Belgian photographer Marc Steculorum (Antwerp, 1956) explores the possibilities of photography as a medium of discovery. He recognizes that the strength of photographs lies in their descriptive power, in their special relation towards the real world. His photographs in their raw directness show us a window to the present and do this with clarity and great authenticity, yet avoiding the usual trappings of photojournalism or art photography.
After studying film and photography in Brussels and Ghent in the early eighties, Marc Steculorum completed his first series of photos, documenting the VOORUIT building in Ghent, a socialist bastion, then in danger of demolition. Although it started as a studentwork on 35mm, he eventualy re-made this series in large format and color. From than on the large format camera would remain for years a constant in his working practice, however the color would soon be replaced by black and white.
In the following years Marc Steculorum would focus his work on his immediate environment. In a series called RUPEL, he photographed his place of youth, the region of the river Rupel, once a bustling industrial area, but now in the eighties in a state of paralysis, decay and slow mutation.
The highway connecting Brussels and Antwerp, the A12, was the subject of his next series. This stretch of asphalt between Belgium’s two largest cities, gave the photographer the opportunity to photograph his own Americana, without crossing the Atlantic.
In ATOMIUM, 1989 Steculorum experimented with the 8 X 10 camera and a wide-angle lens to show the interior of the Atomium, Belgium’s best known monument, built for the World Exposition in 1958. Once a symbol for a belief in progress through science and technique, the dilapidated structure sent a completely different message from the one it was originally meant to convey.

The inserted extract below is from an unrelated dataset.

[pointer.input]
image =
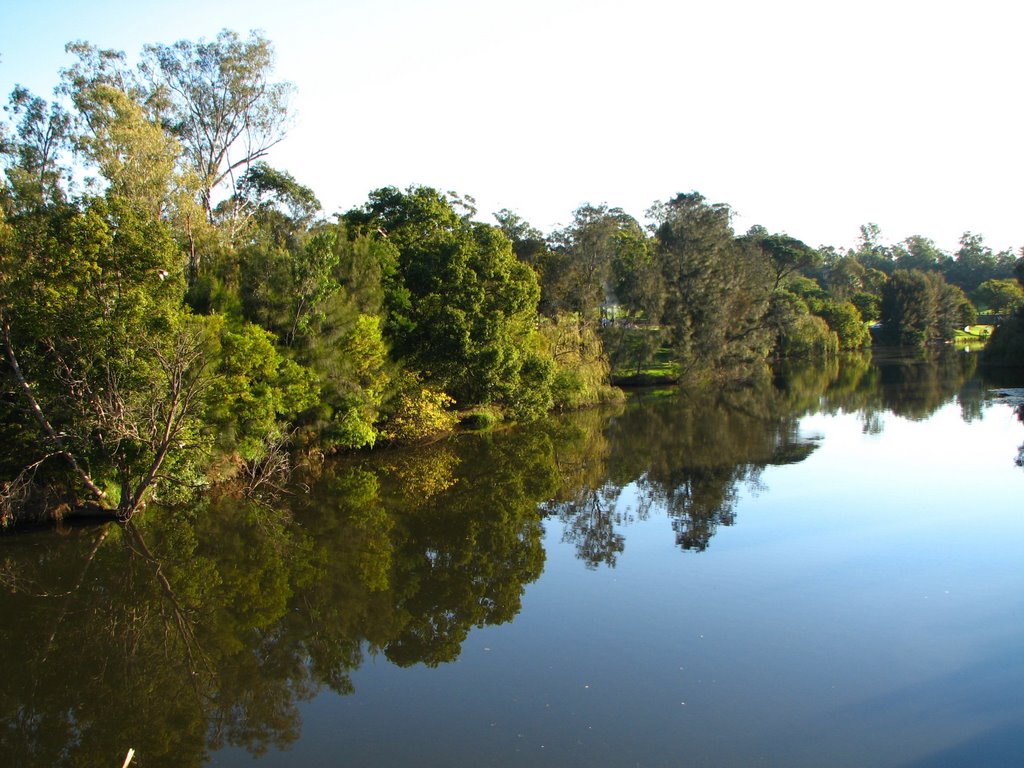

Around the same time he photographed the BERENDRECHT-lock in the Antwerp port, at that time the largest lock in the world. The photos in the series show the concrete artifact in all its immensity, just before the water was brought in.
Continuing his work with the large format camera and the wide angle lens, Steculorum showed in a series of night images the slow (and highly disputed) demolition of one of Antwerp’s most iconic buildings, the ENTREPOT. (1992- 1993) Ten years later he photographed the city of Antwerp, during the night, for a commisioned project around the Renaissance architect Vredeman de Vries. The photos were shown in the Royal Museum of Fine Arts in Antwerp.
In the spring of 1993 he started working on a series of photos showing the landscape and the people within the landscape during the Classics, the important bicycle races held in Belgium, France and Italy. For the photographer, the challenge was to work with the slow 8 X 10 camera in a situation that was rapidly changing, focussing on the people at the side of the road awaiting for the passage of the riders. This resulted in the series WIELERVOLK (1993- 2004), which was adapted not only into a book but also a range of simultaneous exhibitions in several Flemish cities.
Commisioned by the Province of Antwerp in 1999, Marc Steculorum made a series of photos in different schools, resulting in an exposition in the Antwerp Fotomuseum and also a book that he entitled SCHOOLBLUES.
In Greece, 2007 Marc Steculorum photographed the aftermath of the massive forest fires of the previous summer. The quiet, stark images of WINTER IN ZACHARO depict a landscape that seems beyond redemption.
Over the years Steculorum worked in his homeland, Belgium, a country politically and culturally divided, a land of contrasts (sic) par excellence, with a rich history and an present that seems at the same time surrealistic but also quiet banal. Marc Steculorum tries in this series BINNENLAND to combine all these elements.
Since 2007, Steculorum resides part-time in Italy, where he records the small things of every day life, in a series of photos called LITTLE ITALY.